Merge tag 'io_uring-bpf-restrictions.4-20260206' of git://git.kernel.org/pub/scm/linux/kernel/git/axboe/linux

Linux kernel mirror (for testing) git.kernel.org/pub/scm/linux/kernel/git/torvalds/linux.git

kernel os linux

Pull io_uring bpf filters from Jens Axboe:
"This adds support for both cBPF filters for io_uring, as well as task
inherited restrictions and filters.

seccomp and io_uring don't play along nicely, as most of the
interesting data to filter on resides somewhat out-of-band, in the
submission queue ring.

As a result, things like containers and systemd that apply seccomp
filters, can't filter io_uring operations.

That leaves them with just one choice if filtering is critical -
filter the actual io_uring_setup(2) system call to simply disallow
io_uring. That's rather unfortunate, and has limited us because of it.

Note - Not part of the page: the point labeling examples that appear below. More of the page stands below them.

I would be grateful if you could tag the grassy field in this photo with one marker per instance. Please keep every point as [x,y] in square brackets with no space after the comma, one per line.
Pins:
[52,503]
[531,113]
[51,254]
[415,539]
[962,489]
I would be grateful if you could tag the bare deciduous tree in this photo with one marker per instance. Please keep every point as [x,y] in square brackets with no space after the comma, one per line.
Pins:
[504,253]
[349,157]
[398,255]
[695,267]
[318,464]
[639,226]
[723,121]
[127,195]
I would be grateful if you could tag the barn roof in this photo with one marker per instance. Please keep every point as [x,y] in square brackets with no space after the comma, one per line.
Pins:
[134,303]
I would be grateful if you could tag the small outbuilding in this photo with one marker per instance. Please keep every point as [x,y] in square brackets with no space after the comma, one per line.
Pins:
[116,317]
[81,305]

io_uring already has some filtering support. It requires the ring to
be setup in a disabled state, and then a filter set can be applied.
This filter set is completely bi-modal - an opcode is either enabled
or it's not. Once a filter set is registered, the ring can be enabled.
This is very restrictive, and it's not useful at all to systemd or
containers which really want both broader and more specific control.

This first adds support for cBPF filters for opcodes, which enables
tighter control over what exactly a specific opcode may do. As
examples, specific support is added for IORING_OP_OPENAT/OPENAT2,
allowing filtering on resolve flags. And another example is added for
IORING_OP_SOCKET, allowing filtering on domain/type/protocol. These
are both common use cases. cBPF was chosen rather than eBPF, because
the latter is often restricted in containers as well.

These filters are run post the init phase of the request, which allows
filters to even dip into data that is being passed in struct in user
memory, as the init side of requests make that data stable by bringing
it into the kernel. This allows filtering without needing to copy this
data twice, or have filters etc know about the exact layout of the
user data. The filters get the already copied and sanitized data
passed.

On top of that support is added for per-task filters, meaning that any
ring created with a task that has a per-task filter will get those
filters applied when it's created. These filters are inherited across
fork as well. Once a filter has been registered, any further added
filters may only further restrict what operations are permitted.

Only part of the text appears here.